The Africans, sitting at the other side of the passenger deck, looked as miserable as always. But the young woman, sitting up at the front looked completely at ease, reading a book, and ignoring the landscape as it slowly drifted by. She was going to Lundby voluntarily, moving into the house that her grandparents probably abandoned when the local iron mine was shut down some thirty years ago, and Bjorn could not help wondering about her motives.
The complete journey from Kirkenes to Lundby takes about an hour, with the ferry taking just under forty minutes, and a connecting bus ride to the village itself taking another twenty minutes, so Lundby is a bit out of the way for daily commuting, not least because there is no shortage of affordable housing in Kirkenes. Moving to Lundby without having a job there would make little sense, unless she was terribly attached to her grandparent´s house. But her cold indifference to both his attempt at small talk and the grand surroundings of the ferry, made it seem most likely to Bjorn that she had found a job at the village, and was moving out there to be closer to work.

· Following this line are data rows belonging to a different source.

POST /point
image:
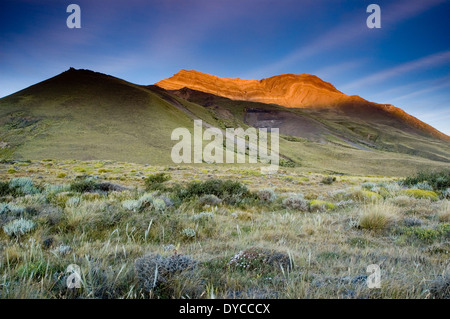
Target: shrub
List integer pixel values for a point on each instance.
(223, 189)
(440, 288)
(266, 195)
(11, 209)
(159, 204)
(368, 185)
(328, 180)
(446, 193)
(85, 185)
(19, 186)
(132, 205)
(439, 180)
(203, 216)
(419, 193)
(444, 212)
(188, 233)
(156, 181)
(412, 221)
(402, 200)
(209, 200)
(61, 175)
(55, 189)
(155, 271)
(296, 202)
(378, 216)
(18, 227)
(427, 235)
(320, 205)
(260, 260)
(423, 185)
(362, 195)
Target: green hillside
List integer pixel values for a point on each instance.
(84, 115)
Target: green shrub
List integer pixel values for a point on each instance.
(85, 185)
(419, 193)
(19, 186)
(266, 195)
(220, 188)
(156, 181)
(328, 180)
(320, 205)
(18, 227)
(439, 180)
(296, 202)
(427, 235)
(155, 272)
(378, 216)
(261, 260)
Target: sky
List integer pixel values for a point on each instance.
(406, 62)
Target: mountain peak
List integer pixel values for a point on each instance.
(290, 90)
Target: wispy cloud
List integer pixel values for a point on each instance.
(337, 69)
(351, 31)
(429, 61)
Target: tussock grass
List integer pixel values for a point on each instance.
(378, 216)
(310, 253)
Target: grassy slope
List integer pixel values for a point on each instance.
(393, 148)
(91, 116)
(86, 115)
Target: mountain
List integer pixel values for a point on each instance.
(294, 91)
(86, 115)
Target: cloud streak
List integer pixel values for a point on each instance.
(429, 61)
(354, 30)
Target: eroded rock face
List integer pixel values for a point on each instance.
(296, 91)
(290, 90)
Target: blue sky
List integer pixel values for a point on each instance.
(405, 63)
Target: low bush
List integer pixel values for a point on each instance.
(225, 189)
(378, 216)
(419, 193)
(262, 260)
(439, 180)
(320, 205)
(328, 180)
(266, 195)
(156, 182)
(19, 227)
(155, 272)
(296, 202)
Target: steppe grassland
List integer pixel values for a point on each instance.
(295, 234)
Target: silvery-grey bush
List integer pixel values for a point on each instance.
(18, 227)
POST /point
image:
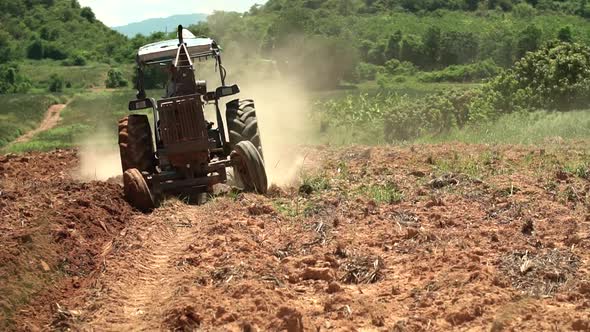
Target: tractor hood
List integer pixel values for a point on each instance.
(165, 51)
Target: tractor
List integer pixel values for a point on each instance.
(185, 154)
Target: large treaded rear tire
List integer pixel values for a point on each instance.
(242, 123)
(136, 144)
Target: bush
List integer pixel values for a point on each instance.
(115, 79)
(396, 67)
(557, 77)
(12, 81)
(434, 114)
(56, 83)
(75, 60)
(463, 73)
(367, 71)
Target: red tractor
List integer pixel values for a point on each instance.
(185, 154)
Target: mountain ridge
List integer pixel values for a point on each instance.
(149, 26)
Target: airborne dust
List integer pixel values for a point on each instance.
(282, 107)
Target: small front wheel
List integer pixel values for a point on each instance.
(137, 191)
(249, 167)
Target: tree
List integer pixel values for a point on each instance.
(5, 47)
(565, 34)
(115, 79)
(88, 14)
(413, 50)
(432, 41)
(56, 83)
(530, 40)
(35, 50)
(376, 54)
(393, 49)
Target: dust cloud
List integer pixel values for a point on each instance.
(99, 157)
(282, 109)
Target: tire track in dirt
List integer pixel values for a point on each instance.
(138, 281)
(51, 119)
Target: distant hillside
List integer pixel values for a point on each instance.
(56, 29)
(150, 26)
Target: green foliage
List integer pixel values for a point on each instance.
(463, 73)
(11, 79)
(56, 83)
(539, 127)
(57, 30)
(388, 193)
(85, 116)
(556, 77)
(367, 71)
(115, 79)
(77, 59)
(20, 113)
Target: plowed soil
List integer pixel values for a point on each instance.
(449, 237)
(50, 120)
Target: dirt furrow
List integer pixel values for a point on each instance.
(139, 279)
(50, 120)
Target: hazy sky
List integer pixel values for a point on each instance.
(121, 12)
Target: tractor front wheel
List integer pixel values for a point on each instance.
(249, 167)
(136, 144)
(137, 191)
(242, 123)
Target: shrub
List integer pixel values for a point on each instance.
(434, 114)
(557, 77)
(12, 81)
(367, 71)
(76, 59)
(56, 83)
(115, 79)
(463, 73)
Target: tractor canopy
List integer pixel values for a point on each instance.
(165, 51)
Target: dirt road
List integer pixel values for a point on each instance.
(50, 120)
(376, 239)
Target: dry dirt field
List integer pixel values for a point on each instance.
(442, 237)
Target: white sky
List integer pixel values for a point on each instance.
(121, 12)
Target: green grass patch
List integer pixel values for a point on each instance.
(20, 113)
(90, 116)
(388, 193)
(92, 75)
(522, 128)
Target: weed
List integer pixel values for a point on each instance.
(383, 194)
(317, 182)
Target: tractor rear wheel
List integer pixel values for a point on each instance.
(242, 123)
(136, 144)
(137, 191)
(249, 167)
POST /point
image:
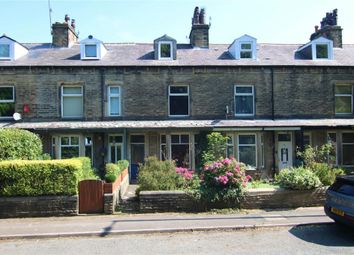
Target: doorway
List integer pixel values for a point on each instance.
(285, 150)
(137, 155)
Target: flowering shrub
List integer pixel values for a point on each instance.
(185, 173)
(223, 180)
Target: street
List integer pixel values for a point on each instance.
(316, 239)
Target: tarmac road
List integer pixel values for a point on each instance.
(320, 239)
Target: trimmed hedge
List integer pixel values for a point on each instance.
(40, 177)
(19, 144)
(113, 170)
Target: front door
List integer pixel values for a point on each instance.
(137, 155)
(285, 151)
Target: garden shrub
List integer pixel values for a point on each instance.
(159, 175)
(223, 181)
(87, 170)
(300, 178)
(316, 159)
(112, 171)
(19, 144)
(40, 177)
(326, 173)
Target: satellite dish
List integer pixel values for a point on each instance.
(16, 116)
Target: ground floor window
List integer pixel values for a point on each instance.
(69, 147)
(88, 148)
(247, 149)
(332, 157)
(348, 149)
(115, 148)
(230, 146)
(179, 149)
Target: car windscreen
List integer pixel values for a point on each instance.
(343, 188)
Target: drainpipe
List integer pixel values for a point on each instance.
(102, 75)
(273, 133)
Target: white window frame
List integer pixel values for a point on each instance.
(344, 95)
(159, 50)
(90, 57)
(246, 50)
(71, 95)
(342, 146)
(69, 145)
(336, 144)
(310, 137)
(112, 95)
(115, 145)
(9, 57)
(329, 49)
(245, 94)
(8, 101)
(247, 145)
(230, 144)
(178, 94)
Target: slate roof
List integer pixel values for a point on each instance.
(190, 124)
(143, 55)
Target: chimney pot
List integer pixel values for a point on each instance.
(67, 18)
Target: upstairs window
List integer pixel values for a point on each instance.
(244, 100)
(246, 50)
(179, 101)
(247, 150)
(114, 101)
(7, 101)
(69, 147)
(165, 50)
(4, 51)
(244, 47)
(72, 102)
(344, 99)
(90, 51)
(322, 51)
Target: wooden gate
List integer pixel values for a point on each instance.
(91, 196)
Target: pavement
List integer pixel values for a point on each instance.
(120, 224)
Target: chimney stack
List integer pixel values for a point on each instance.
(199, 35)
(329, 29)
(64, 34)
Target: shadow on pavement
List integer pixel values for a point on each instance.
(326, 235)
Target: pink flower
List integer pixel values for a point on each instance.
(226, 161)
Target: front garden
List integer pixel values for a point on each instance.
(223, 181)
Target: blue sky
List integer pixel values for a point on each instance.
(270, 21)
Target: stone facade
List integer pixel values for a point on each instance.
(38, 206)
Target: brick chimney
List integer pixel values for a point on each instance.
(329, 29)
(64, 34)
(199, 36)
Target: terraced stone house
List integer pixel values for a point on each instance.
(128, 101)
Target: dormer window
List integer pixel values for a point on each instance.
(4, 51)
(165, 48)
(92, 49)
(318, 49)
(321, 51)
(244, 48)
(10, 49)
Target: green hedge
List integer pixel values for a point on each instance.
(40, 177)
(19, 144)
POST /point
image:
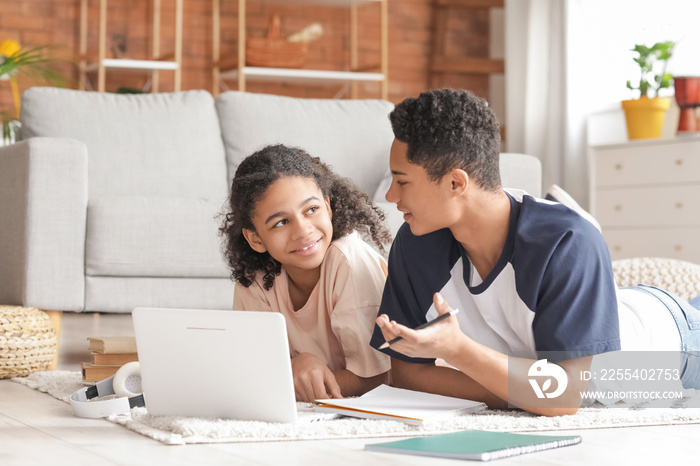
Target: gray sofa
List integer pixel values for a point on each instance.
(109, 202)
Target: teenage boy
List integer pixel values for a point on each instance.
(529, 277)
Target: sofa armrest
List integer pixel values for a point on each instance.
(43, 205)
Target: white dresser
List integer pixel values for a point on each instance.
(646, 196)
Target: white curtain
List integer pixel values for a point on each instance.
(544, 114)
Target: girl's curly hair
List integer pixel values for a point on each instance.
(352, 209)
(450, 128)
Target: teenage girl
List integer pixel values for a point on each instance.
(293, 241)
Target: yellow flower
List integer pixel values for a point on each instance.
(9, 48)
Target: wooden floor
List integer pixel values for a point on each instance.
(35, 428)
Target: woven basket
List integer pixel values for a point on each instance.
(275, 51)
(28, 341)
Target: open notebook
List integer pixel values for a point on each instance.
(398, 404)
(477, 445)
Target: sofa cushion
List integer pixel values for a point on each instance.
(353, 136)
(154, 237)
(166, 144)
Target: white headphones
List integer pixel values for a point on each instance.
(125, 384)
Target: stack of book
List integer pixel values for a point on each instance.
(108, 355)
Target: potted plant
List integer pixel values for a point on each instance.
(14, 62)
(645, 115)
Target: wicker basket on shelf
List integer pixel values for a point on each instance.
(274, 51)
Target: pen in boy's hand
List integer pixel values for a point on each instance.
(427, 324)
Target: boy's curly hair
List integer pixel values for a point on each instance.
(352, 209)
(450, 128)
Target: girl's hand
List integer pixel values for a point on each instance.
(312, 379)
(437, 341)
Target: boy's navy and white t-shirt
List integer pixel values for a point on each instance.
(552, 289)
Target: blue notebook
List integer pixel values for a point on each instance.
(478, 445)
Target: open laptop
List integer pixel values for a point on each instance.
(218, 364)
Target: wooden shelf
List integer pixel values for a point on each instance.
(100, 63)
(242, 73)
(126, 63)
(447, 64)
(301, 75)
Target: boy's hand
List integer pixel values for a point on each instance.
(437, 341)
(312, 379)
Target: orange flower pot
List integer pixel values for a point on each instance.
(645, 116)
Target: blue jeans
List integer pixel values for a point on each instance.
(687, 317)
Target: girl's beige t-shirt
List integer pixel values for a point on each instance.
(337, 321)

Bjorn had looked up the history of Lundby on the web in preparation for his move, and this was how he had learned that the village had been completely abandoned for close to thirty years. There had been a short lived attempt to set up a fish processing plant at the village immediately after the shut down of the iron mine, but it flopped almost as soon as it opened, and the village was permanently abandoned shortly after this when the local ferry company decided to terminate the service.
During the following thirty years, houses out at Lundby have at best been used as vacation homes during summer, with people having to bring all their necessities with them for the stay, and the ferry service did not re-start before quite recently when the foreign minister got his plan to set up a single national asylum seekers´ centre in the village pushed through parliament.
However, just as important as the new asylum centre was the decision to re-open the mine. Parallel to pushing through his idea for a national asylum centre in parliament, the foreign minister arranged for the transfer of the mine and port from the municipality of Kirkenes to an old school friend for a very favourable price. And although this political favour was met with a lot of criticism at the time, the net result has so far been one of increased economic activity which in turn has resulted in some people moving back to the village.
And one of those people returning to Lundby, was the woman up by the front window, quietly ignoring her surroundings while reading her book. Had it not been for the latest political maneuvering in Oslo, Lundby would still have been an abandoned village, the mine would still be closed, and the ferry in which Bjorn and the other passengers were sitting would not be sailing the current route. A few powerful men in Oslo had set in motion a chain of events that had led to this, forever altering the direction of the lives of everyone on board the ferry.